I need help on finding the closed form for $(1)$. Partially I managed to find a part of it.
$$\int_{0}^{\pi}{\sin^{2k-1}(x)\over 1+\cos^2(x)}\mathrm dx=2^{k-2}\pi+F(k)\tag1$$
$k\ge1$
I only managed to work out for
k=1: ${\pi\over 2}$
k=2: $\pi- 2$
k=3: $2\pi-{16\over 3}$
k=4: $4\pi-{176\over 15}$
$$I(k)=\int_{0}^{\pi}\frac{\sin(x)^{2k-1}}{1+\cos^2(x)}\,dx = 2\int_{0}^{\pi/2}\frac{\sin(x)^{2k-1}}{1+\cos^2(x)}\,dx=2\int_{0}^{\pi/2}\frac{\cos(x)^{2k-1}}{1+\sin(x)^2}\,dx$$
leads to:
$$ I(k) = 2 \int_{0}^{1}\frac{(1-t^2)^{k-1}}{1+t^2}\,dt = 2\int_{0}^{1}\frac{(2-(1+t^2))^{k-1}}{1+t^2}\,dt $$
where:
$$ (2-(1+t^2))^{k-1} = \sum_{j=0}^{k-1}\binom{k-1}{j}(1+t^2)^j (-1)^j 2^{k-1-j} $$
gives a way to put $I(k+1)-2\,I(k)$ in a simple closed form.
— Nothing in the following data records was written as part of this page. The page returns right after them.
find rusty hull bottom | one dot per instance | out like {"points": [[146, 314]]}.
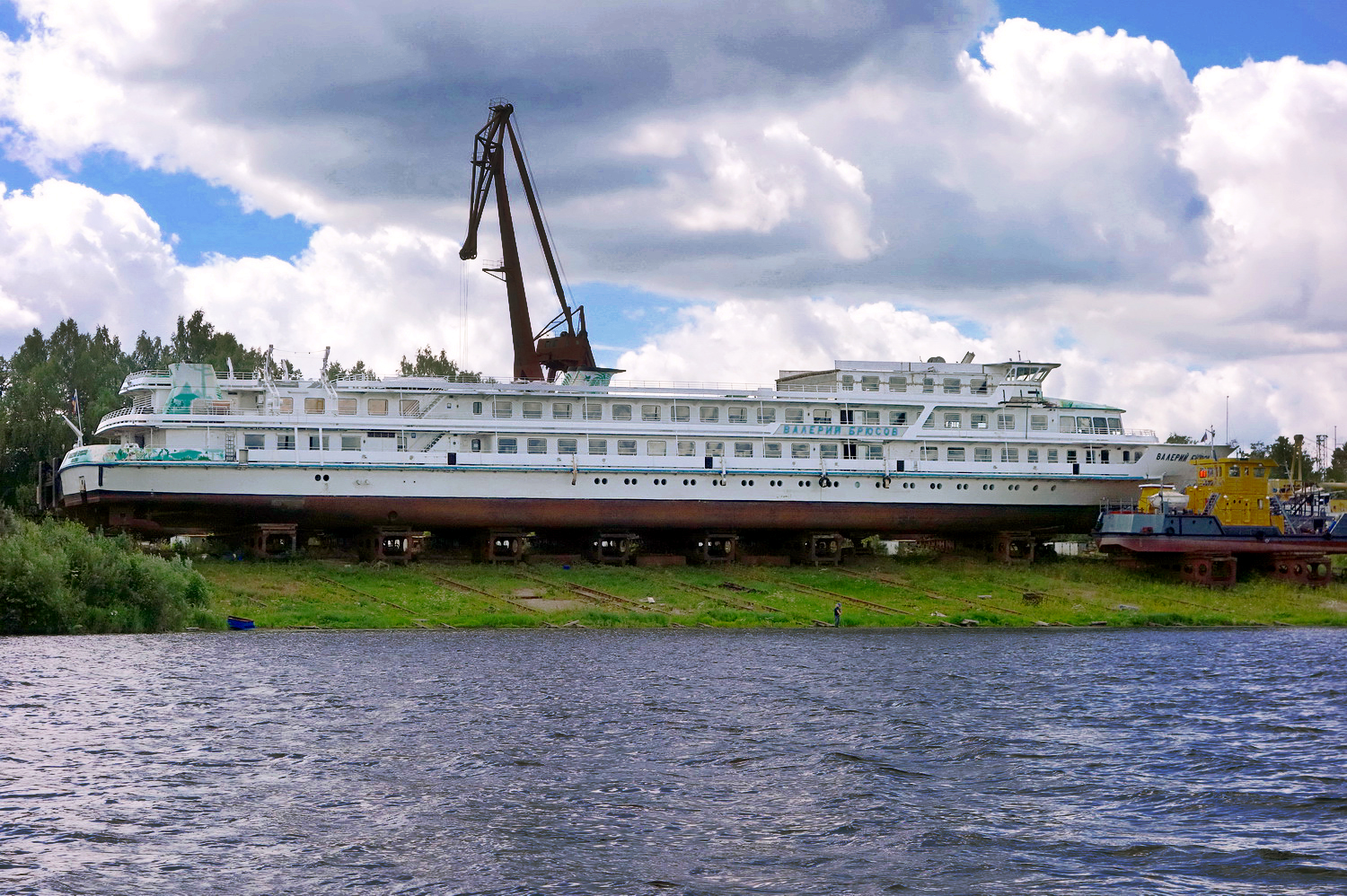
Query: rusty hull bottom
{"points": [[180, 514]]}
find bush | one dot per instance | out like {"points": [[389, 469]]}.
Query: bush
{"points": [[57, 578]]}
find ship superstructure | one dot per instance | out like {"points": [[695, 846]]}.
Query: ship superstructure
{"points": [[861, 448]]}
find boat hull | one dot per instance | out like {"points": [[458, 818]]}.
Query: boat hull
{"points": [[169, 500]]}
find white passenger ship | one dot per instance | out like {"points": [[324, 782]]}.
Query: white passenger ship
{"points": [[878, 448], [864, 448]]}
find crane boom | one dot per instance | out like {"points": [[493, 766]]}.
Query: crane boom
{"points": [[555, 347]]}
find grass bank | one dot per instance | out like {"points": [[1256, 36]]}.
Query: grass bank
{"points": [[945, 591]]}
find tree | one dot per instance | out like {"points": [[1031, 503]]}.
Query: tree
{"points": [[46, 376], [1282, 452], [430, 364]]}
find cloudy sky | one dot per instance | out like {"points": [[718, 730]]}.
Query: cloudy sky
{"points": [[1156, 197]]}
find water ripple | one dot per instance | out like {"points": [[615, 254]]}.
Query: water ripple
{"points": [[675, 763]]}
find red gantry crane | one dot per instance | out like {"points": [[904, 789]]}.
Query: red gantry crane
{"points": [[552, 347]]}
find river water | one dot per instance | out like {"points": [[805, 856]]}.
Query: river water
{"points": [[675, 763]]}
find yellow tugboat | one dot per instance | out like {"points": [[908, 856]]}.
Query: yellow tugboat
{"points": [[1231, 519]]}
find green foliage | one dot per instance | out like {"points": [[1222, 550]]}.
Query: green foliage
{"points": [[57, 578], [46, 372], [430, 364]]}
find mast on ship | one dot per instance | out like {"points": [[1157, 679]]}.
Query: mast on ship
{"points": [[554, 347]]}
We also have
$$ \sum_{k\geq 1}I(k)\,z^{2k}=\int_{0}^{\pi}\frac{z^2\sin(x)}{1-z^2\sin(x)}\,dx =\frac{2z}{\sqrt{1-z^2}}\,\arctan\left(\frac{z}{\sqrt{1-z^2}}\right)$$
as suggested by Sangchul Lee, so the problem boils down to computing the Taylor series of $\frac{1}{\sqrt{1-z^2}}$ or $\arcsin(z)$ in a neighbourhood of the origin, simple through the extended binomial theorem.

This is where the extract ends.